Good Friday Morning Everyone.
I am over here doing my happy dance because I have the whole weekend off, James has the whole weekend off, it's my Birthday tomorrow and we are celebrating it all weekend, downtown. James got us a hotel for the weekend and we are having a staycation. He needs it more than ever as he has been working so hard these last few days, going on almost 2 weeks too without a day off. So it should be a great time.
I am also doing my happy dance because I got a 2 mile run in this morning. It was muggy because it had just rained and my legs were a bit sore, but I got up and got it done. My last run in my 20's.
Okay so a little reflection on my 20's.
My 20's were pretty darn great if I do say so. I did lots of fun and awesome things. I graduated College, lived in PA, NY, MA and FL. I have made some pretty amazing friends, and lost some also.. I went out for years and enjoyed the night life, especially while I was in college. I had two cars in my 20's and the last one has stuck with me for the last 7 years. I cried over guys, I loved and currently still in love with the same guy.
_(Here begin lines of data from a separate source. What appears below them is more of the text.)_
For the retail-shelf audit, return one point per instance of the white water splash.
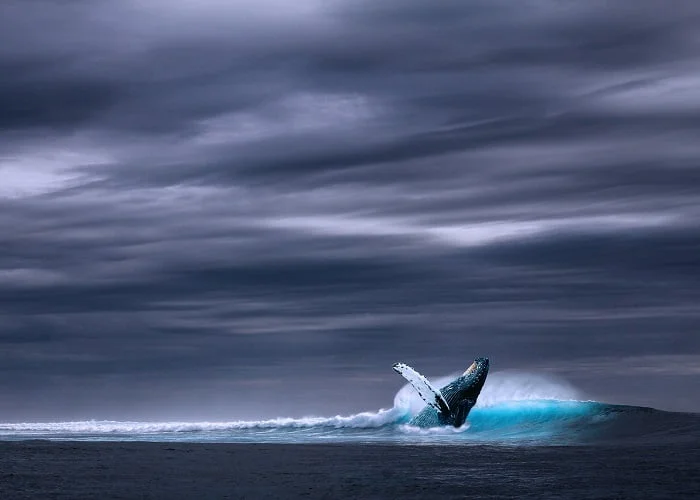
(500, 387)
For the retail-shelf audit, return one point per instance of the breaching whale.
(451, 404)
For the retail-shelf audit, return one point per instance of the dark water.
(77, 470)
(516, 444)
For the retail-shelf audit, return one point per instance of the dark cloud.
(214, 199)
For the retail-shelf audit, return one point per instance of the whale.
(449, 405)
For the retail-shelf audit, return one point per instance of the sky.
(252, 208)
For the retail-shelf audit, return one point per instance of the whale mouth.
(471, 369)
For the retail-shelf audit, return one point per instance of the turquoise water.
(513, 410)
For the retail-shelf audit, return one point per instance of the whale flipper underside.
(425, 389)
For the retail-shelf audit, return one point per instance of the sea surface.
(514, 409)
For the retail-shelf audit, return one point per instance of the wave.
(514, 408)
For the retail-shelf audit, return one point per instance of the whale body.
(451, 404)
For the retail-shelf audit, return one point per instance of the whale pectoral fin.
(425, 389)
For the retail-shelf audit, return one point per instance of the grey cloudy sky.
(234, 209)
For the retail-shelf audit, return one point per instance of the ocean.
(528, 437)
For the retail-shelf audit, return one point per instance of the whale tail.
(432, 396)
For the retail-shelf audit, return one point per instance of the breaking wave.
(514, 408)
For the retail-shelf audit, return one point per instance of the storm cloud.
(205, 203)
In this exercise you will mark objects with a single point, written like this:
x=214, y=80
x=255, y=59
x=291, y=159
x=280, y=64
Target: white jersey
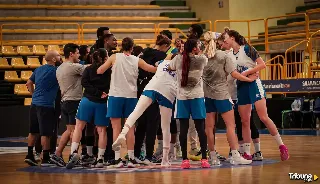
x=164, y=81
x=124, y=76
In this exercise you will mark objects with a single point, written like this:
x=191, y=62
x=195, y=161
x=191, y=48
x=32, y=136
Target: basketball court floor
x=304, y=149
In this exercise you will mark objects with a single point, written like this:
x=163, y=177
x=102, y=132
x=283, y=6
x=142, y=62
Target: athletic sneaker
x=147, y=162
x=205, y=163
x=118, y=163
x=37, y=157
x=31, y=160
x=47, y=163
x=73, y=160
x=132, y=163
x=284, y=153
x=257, y=156
x=57, y=160
x=98, y=164
x=116, y=146
x=239, y=160
x=185, y=164
x=247, y=156
x=194, y=151
x=220, y=157
x=86, y=159
x=165, y=164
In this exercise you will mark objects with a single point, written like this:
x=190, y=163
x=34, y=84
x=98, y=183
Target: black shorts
x=42, y=120
x=69, y=110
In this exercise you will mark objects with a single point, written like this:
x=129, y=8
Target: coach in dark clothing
x=42, y=111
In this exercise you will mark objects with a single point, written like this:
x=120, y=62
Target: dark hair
x=196, y=28
x=70, y=47
x=100, y=31
x=100, y=42
x=188, y=47
x=127, y=44
x=137, y=50
x=240, y=40
x=167, y=33
x=98, y=57
x=163, y=40
x=83, y=52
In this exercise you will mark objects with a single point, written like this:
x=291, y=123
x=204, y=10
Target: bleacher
x=29, y=28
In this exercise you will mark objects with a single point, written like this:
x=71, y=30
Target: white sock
x=241, y=148
x=143, y=103
x=247, y=148
x=165, y=156
x=101, y=153
x=171, y=148
x=235, y=153
x=278, y=139
x=74, y=146
x=213, y=154
x=131, y=154
x=89, y=150
x=160, y=144
x=116, y=155
x=257, y=147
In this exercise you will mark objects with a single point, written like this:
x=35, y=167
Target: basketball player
x=161, y=88
x=217, y=97
x=69, y=75
x=249, y=62
x=42, y=111
x=257, y=156
x=123, y=95
x=93, y=105
x=190, y=97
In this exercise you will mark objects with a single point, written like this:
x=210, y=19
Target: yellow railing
x=117, y=23
x=249, y=36
x=38, y=24
x=183, y=23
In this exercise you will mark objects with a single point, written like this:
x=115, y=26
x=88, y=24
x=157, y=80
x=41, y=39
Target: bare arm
x=146, y=67
x=30, y=86
x=107, y=64
x=240, y=77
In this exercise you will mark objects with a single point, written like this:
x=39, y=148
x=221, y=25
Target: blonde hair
x=211, y=46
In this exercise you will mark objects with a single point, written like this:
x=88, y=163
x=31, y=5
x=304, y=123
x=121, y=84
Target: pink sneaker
x=205, y=163
x=284, y=153
x=185, y=164
x=246, y=156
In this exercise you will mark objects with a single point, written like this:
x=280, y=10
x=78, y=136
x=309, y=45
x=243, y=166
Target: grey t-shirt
x=69, y=76
x=215, y=76
x=194, y=88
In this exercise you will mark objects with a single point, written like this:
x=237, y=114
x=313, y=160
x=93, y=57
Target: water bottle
x=311, y=105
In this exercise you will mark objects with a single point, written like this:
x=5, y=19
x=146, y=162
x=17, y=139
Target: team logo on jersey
x=165, y=69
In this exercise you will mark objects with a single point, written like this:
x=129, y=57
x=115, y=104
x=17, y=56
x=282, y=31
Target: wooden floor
x=304, y=151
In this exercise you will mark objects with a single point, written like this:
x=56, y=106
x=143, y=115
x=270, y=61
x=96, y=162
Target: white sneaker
x=116, y=146
x=239, y=160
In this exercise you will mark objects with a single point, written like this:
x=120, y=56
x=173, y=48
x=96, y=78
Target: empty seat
x=4, y=64
x=21, y=89
x=33, y=63
x=27, y=101
x=11, y=76
x=18, y=63
x=38, y=50
x=24, y=51
x=9, y=51
x=55, y=47
x=25, y=75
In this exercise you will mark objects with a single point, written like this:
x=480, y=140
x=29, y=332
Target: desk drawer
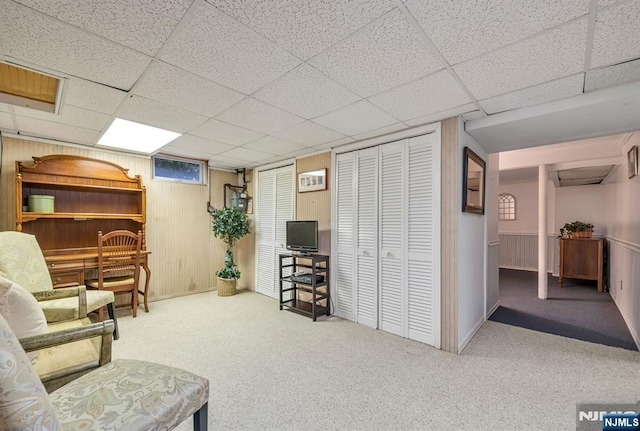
x=63, y=279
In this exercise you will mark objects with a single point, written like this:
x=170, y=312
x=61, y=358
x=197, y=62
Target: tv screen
x=302, y=236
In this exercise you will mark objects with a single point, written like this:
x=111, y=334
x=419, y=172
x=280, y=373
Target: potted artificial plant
x=229, y=224
x=576, y=229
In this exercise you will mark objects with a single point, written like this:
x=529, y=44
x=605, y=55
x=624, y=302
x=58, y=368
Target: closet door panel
x=367, y=237
x=345, y=226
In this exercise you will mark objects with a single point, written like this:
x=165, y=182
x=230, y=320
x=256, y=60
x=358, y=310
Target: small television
x=302, y=236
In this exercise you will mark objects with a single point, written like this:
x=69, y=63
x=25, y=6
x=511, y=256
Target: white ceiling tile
x=6, y=121
x=220, y=49
x=387, y=53
x=379, y=132
x=32, y=37
x=617, y=35
x=435, y=93
x=272, y=145
x=612, y=75
x=334, y=144
x=203, y=145
x=152, y=113
x=175, y=87
x=462, y=30
x=442, y=115
x=246, y=154
x=306, y=92
x=93, y=96
x=304, y=27
x=546, y=57
x=224, y=132
x=547, y=92
x=70, y=115
x=259, y=116
x=308, y=134
x=357, y=118
x=141, y=25
x=56, y=131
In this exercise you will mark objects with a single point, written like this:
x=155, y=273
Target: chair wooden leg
x=200, y=419
x=111, y=307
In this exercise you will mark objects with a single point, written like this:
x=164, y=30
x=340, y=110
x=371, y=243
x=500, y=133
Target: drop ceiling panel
x=259, y=116
x=431, y=94
x=308, y=134
x=220, y=49
x=304, y=27
x=547, y=92
x=357, y=118
x=617, y=35
x=549, y=56
x=35, y=38
x=176, y=87
x=93, y=96
x=225, y=132
x=141, y=25
x=56, y=131
x=306, y=92
x=612, y=75
x=196, y=143
x=387, y=53
x=464, y=29
x=69, y=115
x=152, y=113
x=275, y=146
x=241, y=153
x=448, y=113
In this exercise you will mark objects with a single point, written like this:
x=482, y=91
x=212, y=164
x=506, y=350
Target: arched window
x=506, y=207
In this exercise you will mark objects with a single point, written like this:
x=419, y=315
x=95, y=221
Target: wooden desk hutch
x=89, y=195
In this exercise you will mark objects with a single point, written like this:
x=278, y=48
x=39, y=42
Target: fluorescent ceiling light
x=133, y=136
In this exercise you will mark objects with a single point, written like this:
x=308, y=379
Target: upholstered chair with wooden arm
x=122, y=395
x=22, y=261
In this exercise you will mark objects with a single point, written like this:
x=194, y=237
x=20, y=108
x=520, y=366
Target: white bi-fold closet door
x=274, y=206
x=387, y=221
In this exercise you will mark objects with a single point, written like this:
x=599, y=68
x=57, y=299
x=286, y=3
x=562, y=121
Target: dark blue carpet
x=575, y=311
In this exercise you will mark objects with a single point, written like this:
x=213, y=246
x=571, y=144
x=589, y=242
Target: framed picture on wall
x=632, y=161
x=312, y=181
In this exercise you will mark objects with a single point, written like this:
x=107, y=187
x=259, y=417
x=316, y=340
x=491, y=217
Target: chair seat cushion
x=55, y=360
x=67, y=308
x=130, y=395
x=111, y=282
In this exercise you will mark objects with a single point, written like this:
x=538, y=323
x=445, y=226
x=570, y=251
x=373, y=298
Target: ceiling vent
x=583, y=176
x=29, y=89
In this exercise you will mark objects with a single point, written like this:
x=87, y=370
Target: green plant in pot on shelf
x=229, y=224
x=576, y=229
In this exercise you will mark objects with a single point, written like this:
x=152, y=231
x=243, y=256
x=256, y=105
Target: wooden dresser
x=582, y=258
x=89, y=195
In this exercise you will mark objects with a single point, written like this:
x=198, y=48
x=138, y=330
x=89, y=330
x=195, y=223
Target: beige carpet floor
x=276, y=370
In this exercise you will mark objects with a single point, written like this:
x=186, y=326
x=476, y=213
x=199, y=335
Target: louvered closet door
x=274, y=207
x=421, y=217
x=366, y=267
x=345, y=210
x=392, y=238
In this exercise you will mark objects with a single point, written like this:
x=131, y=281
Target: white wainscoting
x=520, y=251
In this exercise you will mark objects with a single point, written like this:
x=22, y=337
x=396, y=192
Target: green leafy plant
x=229, y=224
x=569, y=229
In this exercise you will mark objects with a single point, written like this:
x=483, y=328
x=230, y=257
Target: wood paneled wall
x=316, y=205
x=184, y=252
x=449, y=236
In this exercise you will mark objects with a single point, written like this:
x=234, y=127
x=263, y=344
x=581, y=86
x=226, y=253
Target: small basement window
x=506, y=207
x=173, y=169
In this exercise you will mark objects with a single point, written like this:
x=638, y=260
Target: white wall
x=622, y=223
x=584, y=203
x=471, y=255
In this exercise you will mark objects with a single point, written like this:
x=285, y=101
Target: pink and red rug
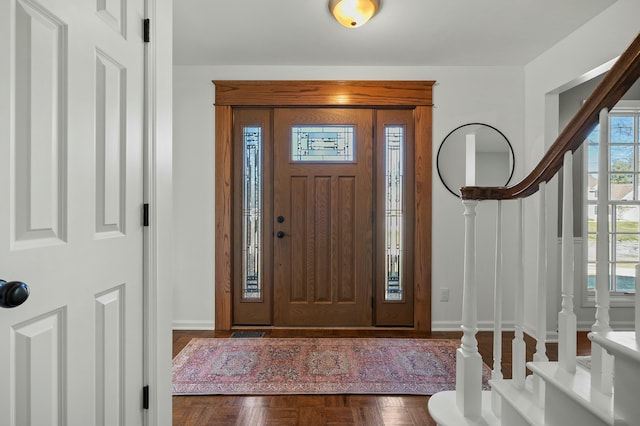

I had a one night stand. I got my 3rd tattoo, piercings and dyed my hair all different shades.
I worked at Piercing Pagoda, Kay's, Yankee Candle, a Temp agency and now currently Things Remembered, where I have been promoted twice.
I had fights with friends and then realized the ones who matter the most in your life will always be there. I found out there is no place like home, even if I don't live there anymore. I moved in with James. I hate horribly and then found Weight Watchers. Lost weight and look better than I ever could have imagined.
I realized family means the absolute most to me in this world. I lost my Father and there is not a day or year that goes by that I wish I could change that. I wish it never happened but it made me stronger.
I found the love of running. And besides James, running is my second love of my life. It really came at a perfect time for me. I think things happen for a reason and running was that thing. It has shaped me in more ways than one and I can not imagine my life with out the joy and simple act of running. It has taken me on journeys I never thought imaginable. I finished 7 half marathons, countless 5k's and my biggest accomplishment, my 26.2.
My 20's were great. Sure there were a lot of downs and low points, but the good points outweigh them more so much. I have smiled more than cried and laughed even harder. I entered my 20's as one person and grew up into someone I never knew I could be. I never saw my life of what it could be, but my 20's gave me the stepping stone of potential to take me there.
I don't regret my 20's. They were fun and everything I could think of being and then some.
I never really thought where my life would be at this point as I enter my 30's but I can tell you one thing, I am so happy at how far I have come and where I am headed and what got me there!!!!
A little advice, embrace it all and I promise you it will all work out.
Hop on the ride of life, let it go to the wind and just ride it out. The journey is so worth it!!!
And I can not wait to see what I have in store for the next 10 years!!